The project aims to experiment with a technique inspired by Brute-force Attack methods from the cybersecurity field, which can be applied in the context of datasets and training for binary image classification. This project implements an AutoML pipeline that performs training and evaluation on an exhaustive set of model-dataset pairings to determine the best performing ones, drawing comparisons to published literature and traditional approaches to ML development.
The primary goal of this project is the learning of machine learning fundamentals, as well as the use of this project as an example for the benefit of other AI developers and researchers for using a systematic approach such as brute force to study the behaviours exhibited by the models throughout dataset combinations, as well as the potential problems that may be discovered from the use of such a pipeline. The pipeline was designed to be developer-friendly by allowing users to configure the pipeline with brute-force parameters in a single Python script.
The proposed pipeline takes user-defined models and datasets for classification, and can be re-purposed to any other binary image classification problem. Several metrics such as accuracy and F1-Score would be used to compare the performances of each model generated therein. The model performance data extracted from this pipeline would then be used to look for potential performance gains from specific dataset-combo to model pairings in the form of aggregated metric specific charts and a heatmap pivot table of dataset-model pairings.
The pipeline consists of several parts, starting from pre-processing, parameter setup, batch generator/dataset creation, search space definition, batch training, evaluation and aggregation of metrics and other relevant data across training runs of all models into a single massive tabulated dataframe. This dataframe is then aggregated to generate readable performance charts for all models.

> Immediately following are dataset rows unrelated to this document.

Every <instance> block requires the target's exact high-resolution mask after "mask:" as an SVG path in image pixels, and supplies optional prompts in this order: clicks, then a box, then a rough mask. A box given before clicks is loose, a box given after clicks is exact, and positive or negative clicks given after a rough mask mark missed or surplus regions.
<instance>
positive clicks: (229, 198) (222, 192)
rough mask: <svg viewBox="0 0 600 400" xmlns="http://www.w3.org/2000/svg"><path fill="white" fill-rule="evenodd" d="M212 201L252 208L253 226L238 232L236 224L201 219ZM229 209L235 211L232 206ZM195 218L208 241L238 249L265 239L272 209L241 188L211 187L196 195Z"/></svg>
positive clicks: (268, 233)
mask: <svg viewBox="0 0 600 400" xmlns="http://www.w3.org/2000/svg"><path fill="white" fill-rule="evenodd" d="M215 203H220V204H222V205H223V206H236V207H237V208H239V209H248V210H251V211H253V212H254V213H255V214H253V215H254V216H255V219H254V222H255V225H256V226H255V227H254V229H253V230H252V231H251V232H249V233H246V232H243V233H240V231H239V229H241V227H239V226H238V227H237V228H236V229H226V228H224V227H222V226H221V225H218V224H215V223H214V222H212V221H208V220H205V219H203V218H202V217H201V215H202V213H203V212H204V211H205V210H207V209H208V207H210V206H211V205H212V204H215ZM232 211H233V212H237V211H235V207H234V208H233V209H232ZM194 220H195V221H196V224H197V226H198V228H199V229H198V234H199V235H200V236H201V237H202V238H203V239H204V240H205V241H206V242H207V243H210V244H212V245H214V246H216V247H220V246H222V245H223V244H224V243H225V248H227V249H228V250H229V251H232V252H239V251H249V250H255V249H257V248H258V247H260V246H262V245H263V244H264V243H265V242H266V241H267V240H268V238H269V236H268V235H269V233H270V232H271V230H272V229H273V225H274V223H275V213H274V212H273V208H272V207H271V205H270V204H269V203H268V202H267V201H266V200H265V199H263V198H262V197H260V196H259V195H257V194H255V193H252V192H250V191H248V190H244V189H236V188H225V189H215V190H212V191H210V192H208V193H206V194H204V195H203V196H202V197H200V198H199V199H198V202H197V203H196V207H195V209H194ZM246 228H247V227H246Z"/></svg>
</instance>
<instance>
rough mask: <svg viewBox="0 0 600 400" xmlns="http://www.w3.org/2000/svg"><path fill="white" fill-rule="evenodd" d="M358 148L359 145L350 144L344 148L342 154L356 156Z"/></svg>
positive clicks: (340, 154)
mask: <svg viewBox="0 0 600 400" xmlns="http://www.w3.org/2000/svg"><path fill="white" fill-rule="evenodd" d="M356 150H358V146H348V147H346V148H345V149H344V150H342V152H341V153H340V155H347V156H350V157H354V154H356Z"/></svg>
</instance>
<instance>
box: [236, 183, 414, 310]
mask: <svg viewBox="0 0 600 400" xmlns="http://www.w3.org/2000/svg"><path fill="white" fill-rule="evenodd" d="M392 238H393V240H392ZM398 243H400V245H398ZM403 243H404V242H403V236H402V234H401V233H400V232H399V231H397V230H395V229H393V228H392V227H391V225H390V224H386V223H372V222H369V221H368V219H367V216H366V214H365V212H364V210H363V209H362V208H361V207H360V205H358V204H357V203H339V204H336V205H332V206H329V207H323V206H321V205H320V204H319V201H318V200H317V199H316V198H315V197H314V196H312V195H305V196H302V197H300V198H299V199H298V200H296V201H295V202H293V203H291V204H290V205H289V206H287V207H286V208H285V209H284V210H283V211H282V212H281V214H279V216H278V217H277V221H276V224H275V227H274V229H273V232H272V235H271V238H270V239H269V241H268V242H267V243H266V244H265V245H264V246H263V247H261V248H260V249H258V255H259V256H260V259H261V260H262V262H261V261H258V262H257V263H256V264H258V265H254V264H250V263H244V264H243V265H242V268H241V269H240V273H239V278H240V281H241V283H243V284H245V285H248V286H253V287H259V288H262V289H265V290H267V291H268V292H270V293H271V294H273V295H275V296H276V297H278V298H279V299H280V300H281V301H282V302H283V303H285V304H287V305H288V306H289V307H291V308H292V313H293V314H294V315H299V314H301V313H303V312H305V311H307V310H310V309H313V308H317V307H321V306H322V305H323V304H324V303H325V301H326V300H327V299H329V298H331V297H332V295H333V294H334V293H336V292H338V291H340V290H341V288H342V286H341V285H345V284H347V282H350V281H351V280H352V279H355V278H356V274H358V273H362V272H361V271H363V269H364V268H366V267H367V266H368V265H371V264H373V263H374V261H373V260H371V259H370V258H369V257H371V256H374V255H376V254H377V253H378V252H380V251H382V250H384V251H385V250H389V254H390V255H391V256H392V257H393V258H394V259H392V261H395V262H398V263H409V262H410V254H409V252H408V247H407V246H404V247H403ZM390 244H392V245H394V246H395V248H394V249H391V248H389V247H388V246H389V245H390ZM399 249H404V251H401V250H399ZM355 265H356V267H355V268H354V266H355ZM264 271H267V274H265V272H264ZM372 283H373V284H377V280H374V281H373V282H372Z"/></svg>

A series of observations, literature and tutorial-guided reasoning as well as reflective learning commentary based on the runs throughout have been included in the paper.
N.B: This is my very first endeavour into machine learning development and thus represents a fairly challenging undertaking as a learning step in self-development, whilst there may be some flaws in this approach that domain experts may point out, this approach was based on my own intuition from previous tech experience and is not aiming at exceeding the results that more seasoned data scientists and engineers may yield using more conventional methods including feature selection and custom architectures. The flaws of this approach have been researched and discussed to the best of my knowledge.